Teaching is an Art (not a Science), Teamwork and Guided Practice are the Keys
Buying a new tennis racket does not make you into a better player, nor new golf clubs into a better golfer. Malcolm Gladwell proffers it takes at least 10,000 hours of practice to reach expertise, Algebra 1 teachers will, maybe, receive two days in September. I asked a math guru about the new Algebra 1 curriculum, he shrugged, “It’s the skills of the teacher, not a curriculum.”
Bob Moses, the Civil Rights icon created the “Algebra Project ” and successfully taught the poorest and lowest achieving students Algebra.
The Gates Foundation funded “Balance the Equation,” a competition to select eleven organizations to create curriculum and methodologies to teach Algebra to diverse, low socioeconomic students.
Does NYC need another Algebra curriculum? Especially a curriculum imposed by Tweed.
Has anyone told Chancellor Banks the key to improving outcomes is improving instruction and improving instruction begins with teacher buy-in.
In the vast literature in the field of personal and organizational change, Rule # 1,
* Externally imposed change is perceived as punishment (“Your experience is irrelevant, your doing it wrong”), and Rule # 2,
Participation reduces resistance. (“Let’s work together to improve outcomes”)
A principal friend invited me to sit in on a teacher-initiated meeting in her school, teachers of Algebra 1 and the predecessor course. The teachers had scored the Algebra 1 Regents Exam, created an error matrix, the most common incorrect answers and were discussing changes to their lesson plans, why did students select the “wrong” answers and how can they improve their lessons.

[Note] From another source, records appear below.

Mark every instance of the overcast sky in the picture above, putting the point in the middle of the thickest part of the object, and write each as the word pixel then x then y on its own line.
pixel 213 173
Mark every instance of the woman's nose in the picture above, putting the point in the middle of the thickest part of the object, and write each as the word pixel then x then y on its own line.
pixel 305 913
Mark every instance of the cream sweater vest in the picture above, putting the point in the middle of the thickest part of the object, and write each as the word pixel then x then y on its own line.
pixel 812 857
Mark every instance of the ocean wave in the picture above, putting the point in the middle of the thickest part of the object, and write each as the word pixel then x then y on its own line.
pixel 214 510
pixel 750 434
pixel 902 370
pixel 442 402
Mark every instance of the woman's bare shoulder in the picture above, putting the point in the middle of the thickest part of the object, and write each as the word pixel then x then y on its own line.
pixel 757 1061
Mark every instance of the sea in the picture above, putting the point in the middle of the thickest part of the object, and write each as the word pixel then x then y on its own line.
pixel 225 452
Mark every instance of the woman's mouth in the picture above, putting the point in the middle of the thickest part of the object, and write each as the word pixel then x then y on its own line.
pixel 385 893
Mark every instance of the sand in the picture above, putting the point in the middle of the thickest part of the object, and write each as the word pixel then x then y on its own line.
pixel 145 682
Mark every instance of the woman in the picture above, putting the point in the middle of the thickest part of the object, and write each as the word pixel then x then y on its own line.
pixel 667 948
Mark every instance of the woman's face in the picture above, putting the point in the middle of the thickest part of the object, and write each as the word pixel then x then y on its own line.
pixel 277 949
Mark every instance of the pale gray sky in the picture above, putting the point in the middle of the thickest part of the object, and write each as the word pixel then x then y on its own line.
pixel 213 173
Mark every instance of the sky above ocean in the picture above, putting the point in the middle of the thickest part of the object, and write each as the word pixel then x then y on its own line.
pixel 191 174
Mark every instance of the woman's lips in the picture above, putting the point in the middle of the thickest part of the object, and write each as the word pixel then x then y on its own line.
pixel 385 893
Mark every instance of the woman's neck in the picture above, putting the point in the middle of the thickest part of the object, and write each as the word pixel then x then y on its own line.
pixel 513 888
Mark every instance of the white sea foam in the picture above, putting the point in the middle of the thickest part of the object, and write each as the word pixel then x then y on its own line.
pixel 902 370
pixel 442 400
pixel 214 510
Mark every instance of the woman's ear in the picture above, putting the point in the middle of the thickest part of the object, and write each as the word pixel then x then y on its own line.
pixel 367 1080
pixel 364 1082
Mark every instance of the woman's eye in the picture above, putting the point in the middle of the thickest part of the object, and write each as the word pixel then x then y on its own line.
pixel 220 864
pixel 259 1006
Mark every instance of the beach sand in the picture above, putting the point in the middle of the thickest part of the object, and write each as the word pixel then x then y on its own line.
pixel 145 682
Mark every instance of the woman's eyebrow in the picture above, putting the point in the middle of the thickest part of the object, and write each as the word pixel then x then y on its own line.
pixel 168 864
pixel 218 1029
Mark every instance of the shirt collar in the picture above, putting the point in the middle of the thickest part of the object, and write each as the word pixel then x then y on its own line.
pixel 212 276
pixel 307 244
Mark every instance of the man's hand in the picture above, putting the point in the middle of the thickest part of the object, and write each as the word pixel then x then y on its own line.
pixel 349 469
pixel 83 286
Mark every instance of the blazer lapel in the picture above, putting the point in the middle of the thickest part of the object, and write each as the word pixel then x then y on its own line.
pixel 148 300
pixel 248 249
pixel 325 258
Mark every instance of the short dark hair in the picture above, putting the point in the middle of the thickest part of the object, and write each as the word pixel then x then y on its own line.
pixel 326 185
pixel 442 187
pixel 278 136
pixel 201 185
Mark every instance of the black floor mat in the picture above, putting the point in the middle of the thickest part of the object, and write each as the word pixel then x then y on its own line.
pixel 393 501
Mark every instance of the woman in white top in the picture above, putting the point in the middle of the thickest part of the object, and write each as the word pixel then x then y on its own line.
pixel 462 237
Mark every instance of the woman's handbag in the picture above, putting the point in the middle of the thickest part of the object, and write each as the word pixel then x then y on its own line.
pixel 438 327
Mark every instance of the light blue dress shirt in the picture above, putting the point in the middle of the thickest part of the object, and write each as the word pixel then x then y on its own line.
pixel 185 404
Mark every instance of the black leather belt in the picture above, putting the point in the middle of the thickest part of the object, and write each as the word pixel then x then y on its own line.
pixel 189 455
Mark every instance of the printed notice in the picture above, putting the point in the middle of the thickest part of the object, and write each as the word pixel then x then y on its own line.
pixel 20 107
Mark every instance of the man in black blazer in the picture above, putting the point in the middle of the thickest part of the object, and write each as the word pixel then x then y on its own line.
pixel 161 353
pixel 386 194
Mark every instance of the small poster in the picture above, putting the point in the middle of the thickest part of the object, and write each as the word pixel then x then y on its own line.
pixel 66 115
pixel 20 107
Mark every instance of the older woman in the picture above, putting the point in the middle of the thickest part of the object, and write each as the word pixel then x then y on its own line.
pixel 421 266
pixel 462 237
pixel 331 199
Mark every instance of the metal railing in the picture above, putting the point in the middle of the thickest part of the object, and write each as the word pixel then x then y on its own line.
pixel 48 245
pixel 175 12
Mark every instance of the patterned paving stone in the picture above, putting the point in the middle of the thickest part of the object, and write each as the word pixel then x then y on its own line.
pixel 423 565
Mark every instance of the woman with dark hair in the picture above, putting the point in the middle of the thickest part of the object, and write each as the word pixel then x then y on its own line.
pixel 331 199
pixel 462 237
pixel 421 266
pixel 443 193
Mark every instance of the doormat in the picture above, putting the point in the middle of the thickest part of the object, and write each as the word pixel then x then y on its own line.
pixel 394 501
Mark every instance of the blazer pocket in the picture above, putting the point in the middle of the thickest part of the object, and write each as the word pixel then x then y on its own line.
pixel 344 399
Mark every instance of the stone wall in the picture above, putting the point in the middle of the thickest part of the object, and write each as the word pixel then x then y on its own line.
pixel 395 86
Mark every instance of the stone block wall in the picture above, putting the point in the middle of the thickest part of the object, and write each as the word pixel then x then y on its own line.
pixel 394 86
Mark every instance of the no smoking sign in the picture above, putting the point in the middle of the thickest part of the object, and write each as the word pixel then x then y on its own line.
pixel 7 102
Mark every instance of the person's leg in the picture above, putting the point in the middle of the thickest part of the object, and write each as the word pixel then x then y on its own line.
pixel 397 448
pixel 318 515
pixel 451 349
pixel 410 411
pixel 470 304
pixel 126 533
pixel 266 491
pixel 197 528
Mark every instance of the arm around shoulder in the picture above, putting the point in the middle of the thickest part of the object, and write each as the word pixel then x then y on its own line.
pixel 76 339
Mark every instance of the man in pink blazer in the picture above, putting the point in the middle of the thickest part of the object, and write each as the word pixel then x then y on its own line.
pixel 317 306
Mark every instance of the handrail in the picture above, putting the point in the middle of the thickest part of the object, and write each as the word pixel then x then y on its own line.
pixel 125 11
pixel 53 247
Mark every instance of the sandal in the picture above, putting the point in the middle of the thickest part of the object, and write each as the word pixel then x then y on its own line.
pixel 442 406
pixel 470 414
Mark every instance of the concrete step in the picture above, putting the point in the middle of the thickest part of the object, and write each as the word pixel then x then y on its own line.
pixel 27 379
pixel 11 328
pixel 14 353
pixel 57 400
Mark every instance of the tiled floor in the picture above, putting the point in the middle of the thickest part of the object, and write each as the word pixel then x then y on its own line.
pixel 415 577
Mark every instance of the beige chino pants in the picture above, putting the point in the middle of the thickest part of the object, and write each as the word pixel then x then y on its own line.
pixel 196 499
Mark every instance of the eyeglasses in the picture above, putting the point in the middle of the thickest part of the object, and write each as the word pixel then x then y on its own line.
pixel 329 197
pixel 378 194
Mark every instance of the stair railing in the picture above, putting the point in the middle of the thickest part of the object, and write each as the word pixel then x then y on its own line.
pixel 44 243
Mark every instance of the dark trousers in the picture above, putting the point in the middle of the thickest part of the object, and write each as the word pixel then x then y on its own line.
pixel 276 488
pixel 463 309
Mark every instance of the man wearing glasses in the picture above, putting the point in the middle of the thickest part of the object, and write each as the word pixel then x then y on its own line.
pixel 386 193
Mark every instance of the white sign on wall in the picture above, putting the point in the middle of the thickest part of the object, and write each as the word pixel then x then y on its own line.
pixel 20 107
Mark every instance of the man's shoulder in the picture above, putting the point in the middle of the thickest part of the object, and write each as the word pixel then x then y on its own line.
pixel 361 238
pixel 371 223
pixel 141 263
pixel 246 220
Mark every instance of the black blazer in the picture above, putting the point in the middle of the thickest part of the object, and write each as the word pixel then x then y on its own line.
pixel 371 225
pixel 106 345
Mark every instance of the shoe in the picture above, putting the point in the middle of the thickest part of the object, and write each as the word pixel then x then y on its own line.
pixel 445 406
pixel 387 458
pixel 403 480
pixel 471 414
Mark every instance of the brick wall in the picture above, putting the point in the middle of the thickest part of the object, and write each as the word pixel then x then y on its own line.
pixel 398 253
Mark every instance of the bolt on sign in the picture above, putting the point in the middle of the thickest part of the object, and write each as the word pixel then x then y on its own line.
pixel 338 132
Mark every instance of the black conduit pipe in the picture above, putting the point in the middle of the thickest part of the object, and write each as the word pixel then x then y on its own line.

Usually referred to as “ownership of practice,” teacher driven, not Danielson driven instruction
Next school year all K-8 schools are mandated to use a phonics reading curriculum, most choose the Harcourt Brace curriculum, a major shift for teachers, the governor followed up, districts across the state will be required to use phonics-based curriculum. The Science of Reading gang won the battle! Students may be the losers.
Weren’t we taught to differentiate instruction, to use the instructional “tool” that suits the needs of the student?.
Teachers are not happy, professional development is largely absent, new materials slow to arrive, and, the cost: probably tens of millions, btw, is anyone checking whether “higher ups” purchased Harcourt Brace stock before the announcement, no one would do that …
Once again, the key to improving outcomes is instruction: how do we create collaborative schools, teachers sharing what works, schools sharing with other schools, school cultures willing to explore, to adapt and adopt.
Sprinkled across the city are shining stars, truly effective schools, glittering stars that are too few and the potentates in the eyries of power seem determined to be extinguish them.
Innovative school leaders are viewed as troublemakers, not team players. One of those troublemaker principals invited me into his school, an Afro-American student body, and suggested a few teachers, who welcomed me into their classrooms. An English classroom, the kids were reading Hamlet and Freud, in an AP European History class written on the board, “God is Dead,” asked students reactions, others to comment on the reactions, and continue by reading a passage from Nietzsche, the topic of the week, sadly in most schools leaders, with no choice but to swallow the remedy of the moment.
Challenging instruction engages and motivates students, and students who struggle need supports, tutoring is effective, not making Regents Exams voluntary.
In his new book, “A Nation at Thought: Restoring Wisdom in America’s Schools (2024).” David Steiner urges,
“Our collective disinclination to aim higher, far from adding to the demoralization of our education system, has solidified it. For the sake of America’s children and the future of our country, we need to imagine what aiming higher means – and then get back to work.”
Will American schools truly get away from the constant changing of curriculum? As you said, teacher buy-in is essential and the constant upheaval of materials without any teacher input is demoralizing for both students and teachers.